3
votes

Stackdriver to test my site up alert slow

We are using cloudflare as our site CDN provider. We use stackdriver to test the site availability from outside, and we have the time checking interval set for 1 minute. We use Scalyr as our log collector and analyse the logs, then ssend alert to us if it find certain pre-define errors in the logs. what we have experiences are when the site is down(user can not access it), Scalyr always alert us first, after 3-5 minutes, we got stackdriver's alert.

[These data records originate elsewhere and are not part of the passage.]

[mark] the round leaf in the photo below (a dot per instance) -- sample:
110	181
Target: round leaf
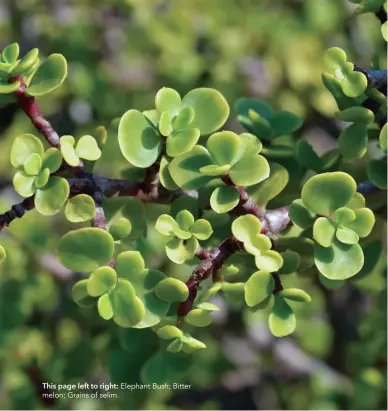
325	193
211	109
80	208
49	76
85	249
258	287
172	290
101	281
50	198
340	261
139	142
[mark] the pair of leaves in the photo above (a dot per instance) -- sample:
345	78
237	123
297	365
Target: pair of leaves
184	233
138	136
247	229
260	119
353	83
86	148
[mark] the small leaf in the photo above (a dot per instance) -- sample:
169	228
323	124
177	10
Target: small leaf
325	193
258	287
22	148
282	321
210	107
50	198
167	99
201	229
269	261
172	290
198	318
87	148
85	249
340	261
324	231
139	142
101	281
295	294
224	199
49	76
80	208
105	307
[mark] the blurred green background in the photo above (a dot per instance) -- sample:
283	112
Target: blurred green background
120	52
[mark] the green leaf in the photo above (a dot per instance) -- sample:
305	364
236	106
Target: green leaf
269	261
105	308
68	154
211	109
101	281
80	296
139	142
22	148
52	159
180	251
295	294
268	189
42	178
285	122
201	229
354	84
198	318
7	88
3	254
184	219
223	147
85	249
353	141
184	118
344	215
33	164
169	332
165	126
49	76
258	287
250	170
165	225
363	223
181	141
340	261
184	169
11	53
80	208
165	176
377	173
324	231
291	262
325	193
282	321
224	199
128	310
356	115
24	184
335	58
383	138
120	228
172	290
167	99
50	198
306	156
87	148
346	236
27	62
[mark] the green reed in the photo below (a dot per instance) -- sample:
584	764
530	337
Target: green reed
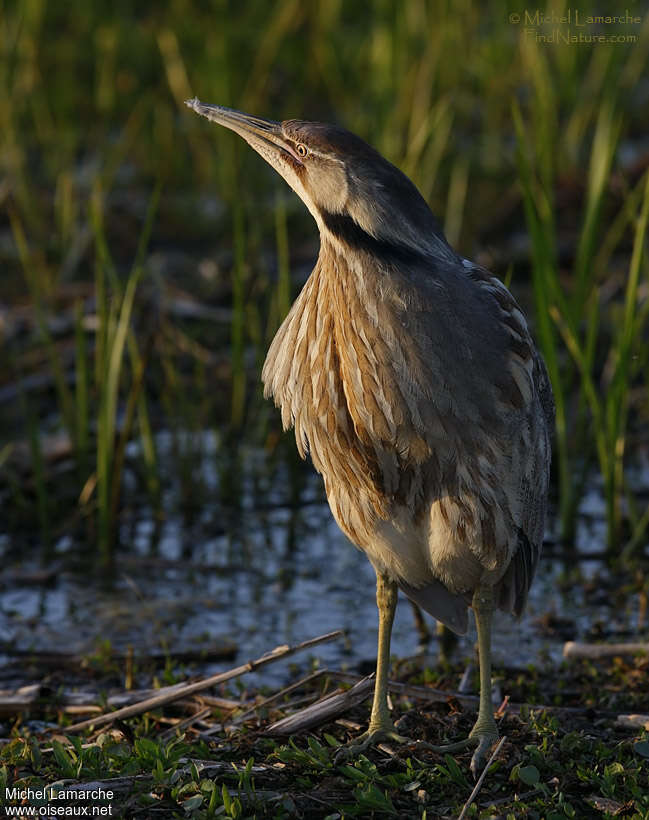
91	97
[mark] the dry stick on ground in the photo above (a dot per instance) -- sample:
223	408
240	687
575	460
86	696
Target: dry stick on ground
324	711
190	688
574	649
478	785
277	696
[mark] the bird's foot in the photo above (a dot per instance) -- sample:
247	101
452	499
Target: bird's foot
485	739
482	737
372	737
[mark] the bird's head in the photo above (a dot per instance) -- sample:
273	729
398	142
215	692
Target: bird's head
349	188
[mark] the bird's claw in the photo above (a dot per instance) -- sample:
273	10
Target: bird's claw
372	737
483	741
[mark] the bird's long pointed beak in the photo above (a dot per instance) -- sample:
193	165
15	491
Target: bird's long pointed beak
265	136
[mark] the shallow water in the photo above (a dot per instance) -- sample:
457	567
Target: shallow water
272	573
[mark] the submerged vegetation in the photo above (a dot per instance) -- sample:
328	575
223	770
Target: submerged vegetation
147	260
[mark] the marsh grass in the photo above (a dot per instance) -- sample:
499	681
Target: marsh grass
92	115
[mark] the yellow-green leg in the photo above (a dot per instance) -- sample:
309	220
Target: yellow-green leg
485	731
381	727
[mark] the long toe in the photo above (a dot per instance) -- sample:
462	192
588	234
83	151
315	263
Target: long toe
370	738
485	741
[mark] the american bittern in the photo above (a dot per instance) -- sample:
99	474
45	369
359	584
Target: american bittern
410	377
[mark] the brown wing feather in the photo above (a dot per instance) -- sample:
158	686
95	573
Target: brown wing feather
421	393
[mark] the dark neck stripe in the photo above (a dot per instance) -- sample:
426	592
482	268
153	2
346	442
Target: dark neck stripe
345	229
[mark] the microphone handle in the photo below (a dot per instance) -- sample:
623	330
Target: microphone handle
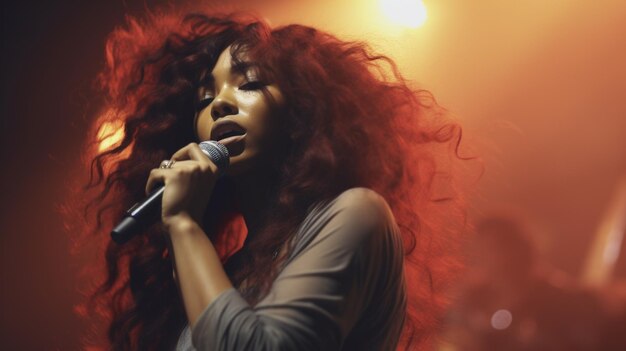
148	211
138	217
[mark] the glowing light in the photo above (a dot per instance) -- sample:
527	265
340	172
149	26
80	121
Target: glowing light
501	319
110	135
410	13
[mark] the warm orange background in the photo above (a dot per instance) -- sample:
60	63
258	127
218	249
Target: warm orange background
540	87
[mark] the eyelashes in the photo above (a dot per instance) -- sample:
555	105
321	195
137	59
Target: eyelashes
208	98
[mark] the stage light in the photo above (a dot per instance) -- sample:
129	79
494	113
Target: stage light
110	135
409	13
501	319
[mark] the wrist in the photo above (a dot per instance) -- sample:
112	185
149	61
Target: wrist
180	223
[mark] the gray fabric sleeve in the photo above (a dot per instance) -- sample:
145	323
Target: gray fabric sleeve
324	288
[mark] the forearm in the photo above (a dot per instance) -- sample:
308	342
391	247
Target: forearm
200	274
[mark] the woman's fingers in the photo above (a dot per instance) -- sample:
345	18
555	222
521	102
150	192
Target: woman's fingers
157	176
190	152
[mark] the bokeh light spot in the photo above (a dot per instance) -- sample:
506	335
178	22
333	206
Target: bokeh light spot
110	135
409	13
501	319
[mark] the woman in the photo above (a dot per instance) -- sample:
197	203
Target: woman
322	234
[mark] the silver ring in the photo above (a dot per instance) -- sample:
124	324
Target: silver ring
165	164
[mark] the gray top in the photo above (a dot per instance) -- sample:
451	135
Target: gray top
342	288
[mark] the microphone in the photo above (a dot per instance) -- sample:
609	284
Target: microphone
145	213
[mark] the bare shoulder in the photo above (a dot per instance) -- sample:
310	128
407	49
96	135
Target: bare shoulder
366	206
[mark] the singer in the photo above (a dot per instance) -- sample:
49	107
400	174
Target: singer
324	233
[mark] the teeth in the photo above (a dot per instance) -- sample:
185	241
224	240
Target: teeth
229	133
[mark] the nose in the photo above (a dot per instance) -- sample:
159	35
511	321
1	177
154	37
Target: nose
223	106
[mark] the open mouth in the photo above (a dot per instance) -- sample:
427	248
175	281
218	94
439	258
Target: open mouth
226	129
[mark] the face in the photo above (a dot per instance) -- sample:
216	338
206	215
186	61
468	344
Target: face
240	111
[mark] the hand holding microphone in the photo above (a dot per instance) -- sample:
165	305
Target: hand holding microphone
187	182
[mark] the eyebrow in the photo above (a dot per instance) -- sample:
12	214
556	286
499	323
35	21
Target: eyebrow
241	67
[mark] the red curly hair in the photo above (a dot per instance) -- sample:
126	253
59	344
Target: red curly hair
351	120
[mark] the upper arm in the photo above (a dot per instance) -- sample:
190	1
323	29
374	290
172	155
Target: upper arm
320	294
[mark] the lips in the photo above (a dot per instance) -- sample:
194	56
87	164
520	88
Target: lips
225	129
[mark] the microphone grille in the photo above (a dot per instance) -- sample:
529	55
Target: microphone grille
217	153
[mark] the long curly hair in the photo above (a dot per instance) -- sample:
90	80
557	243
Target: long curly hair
351	120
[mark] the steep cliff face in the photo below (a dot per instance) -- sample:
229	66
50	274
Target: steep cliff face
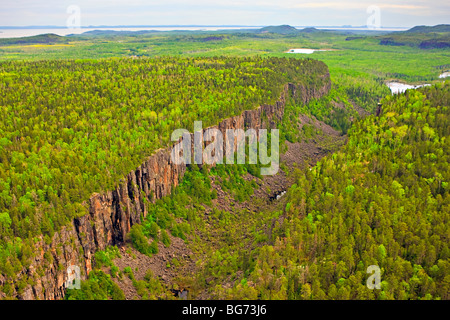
112	214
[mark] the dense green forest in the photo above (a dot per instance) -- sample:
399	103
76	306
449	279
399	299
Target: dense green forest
383	200
71	128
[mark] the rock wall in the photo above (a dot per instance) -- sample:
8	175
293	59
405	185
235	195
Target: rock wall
112	214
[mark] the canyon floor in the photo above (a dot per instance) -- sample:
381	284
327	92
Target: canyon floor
296	157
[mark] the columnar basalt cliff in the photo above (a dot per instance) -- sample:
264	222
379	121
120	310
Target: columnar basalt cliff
112	214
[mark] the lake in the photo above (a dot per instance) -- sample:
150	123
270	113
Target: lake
398	87
23	32
305	51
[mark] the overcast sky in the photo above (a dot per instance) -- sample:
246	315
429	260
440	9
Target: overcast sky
393	13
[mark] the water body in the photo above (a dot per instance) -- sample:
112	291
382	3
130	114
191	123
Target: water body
398	87
18	33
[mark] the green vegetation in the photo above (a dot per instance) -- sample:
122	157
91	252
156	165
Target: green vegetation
71	128
384	200
99	286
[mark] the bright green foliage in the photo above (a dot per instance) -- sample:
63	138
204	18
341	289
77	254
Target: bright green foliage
71	128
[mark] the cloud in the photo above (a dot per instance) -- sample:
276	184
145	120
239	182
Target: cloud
250	12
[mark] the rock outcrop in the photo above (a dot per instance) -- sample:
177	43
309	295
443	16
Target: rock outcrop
112	214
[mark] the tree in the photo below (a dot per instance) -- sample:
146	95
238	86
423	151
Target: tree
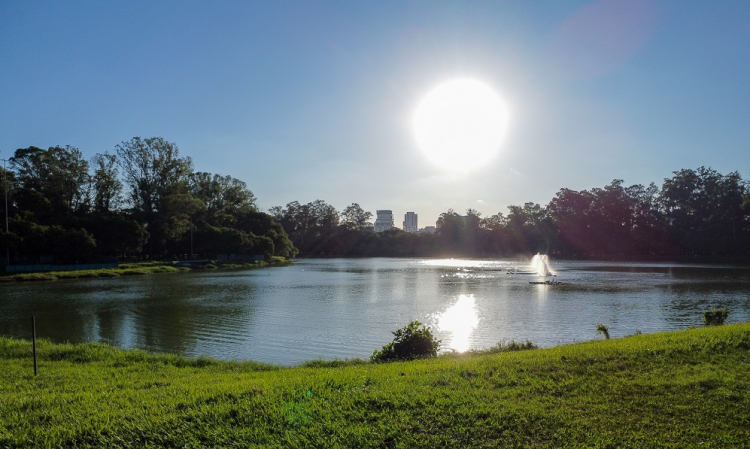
355	218
222	198
157	178
52	184
105	183
704	210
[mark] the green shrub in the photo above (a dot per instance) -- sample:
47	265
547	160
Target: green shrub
602	329
715	317
411	342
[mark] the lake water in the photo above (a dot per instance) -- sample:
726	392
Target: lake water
346	308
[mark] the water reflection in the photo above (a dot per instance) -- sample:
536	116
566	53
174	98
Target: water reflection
345	308
459	320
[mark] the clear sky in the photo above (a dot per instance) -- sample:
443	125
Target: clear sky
311	100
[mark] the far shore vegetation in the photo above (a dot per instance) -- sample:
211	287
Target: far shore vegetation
144	201
687	388
140	268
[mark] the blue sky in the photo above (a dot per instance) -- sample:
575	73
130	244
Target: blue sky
313	100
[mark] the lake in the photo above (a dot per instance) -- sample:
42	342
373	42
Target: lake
346	308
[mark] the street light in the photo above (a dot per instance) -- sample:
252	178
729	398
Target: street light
5	189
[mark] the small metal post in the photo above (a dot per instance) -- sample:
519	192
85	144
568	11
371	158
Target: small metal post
33	339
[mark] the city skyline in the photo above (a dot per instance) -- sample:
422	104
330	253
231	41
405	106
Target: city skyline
307	101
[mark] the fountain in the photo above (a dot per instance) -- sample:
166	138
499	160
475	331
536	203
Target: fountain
540	265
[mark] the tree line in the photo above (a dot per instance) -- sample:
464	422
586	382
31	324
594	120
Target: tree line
696	214
141	201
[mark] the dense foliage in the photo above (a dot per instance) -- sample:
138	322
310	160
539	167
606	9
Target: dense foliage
413	341
678	389
142	201
696	214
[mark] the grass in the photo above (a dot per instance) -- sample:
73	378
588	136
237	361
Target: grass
681	389
134	269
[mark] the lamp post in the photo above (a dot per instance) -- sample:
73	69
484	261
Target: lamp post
5	190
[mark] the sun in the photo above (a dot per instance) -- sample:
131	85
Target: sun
460	124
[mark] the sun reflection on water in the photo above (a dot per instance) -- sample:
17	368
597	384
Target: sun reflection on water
460	320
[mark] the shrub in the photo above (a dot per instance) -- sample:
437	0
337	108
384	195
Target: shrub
411	342
602	329
715	317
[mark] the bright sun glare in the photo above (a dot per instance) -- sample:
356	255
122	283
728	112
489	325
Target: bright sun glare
460	124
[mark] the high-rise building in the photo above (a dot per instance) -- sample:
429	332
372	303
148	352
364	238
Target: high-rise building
410	222
383	220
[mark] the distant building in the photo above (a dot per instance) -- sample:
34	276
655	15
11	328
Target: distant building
410	222
383	220
427	230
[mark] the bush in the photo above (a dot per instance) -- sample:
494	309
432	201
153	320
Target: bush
715	317
602	329
411	342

As Scalyr traces the log details, sometimes the alert may not be for site down, therefore we need to reply on Stackdriver for this. I tried to remove the location check in limit it just within the US, that did not help at all and we pretty much get the alert after the site is down for about 5-6 min.

Anything else I can do to improve stackdriver alerting latency?

2
Same problem for me. It takes even longer for email notifications to arrive :/ - Marcin

2 Answers

0
votes

Can you post a screenshot on your Stackdriver Uptime Check to confirm the probe frequency is set to 1 minute?

For the alert policy associated with the uptime check, try editing the alert condition and changing the duration value to "most recent value"

SD alert policy - condition duration - most recent value

0
votes

Stackdriver slowness is by design: https://github.com/googleapis/nodejs-logging-winston/issues/515

Accept 4-10 min delays between logging event and ability to see the statement in Stackdriver. Migrate to other services for responsive log indexing.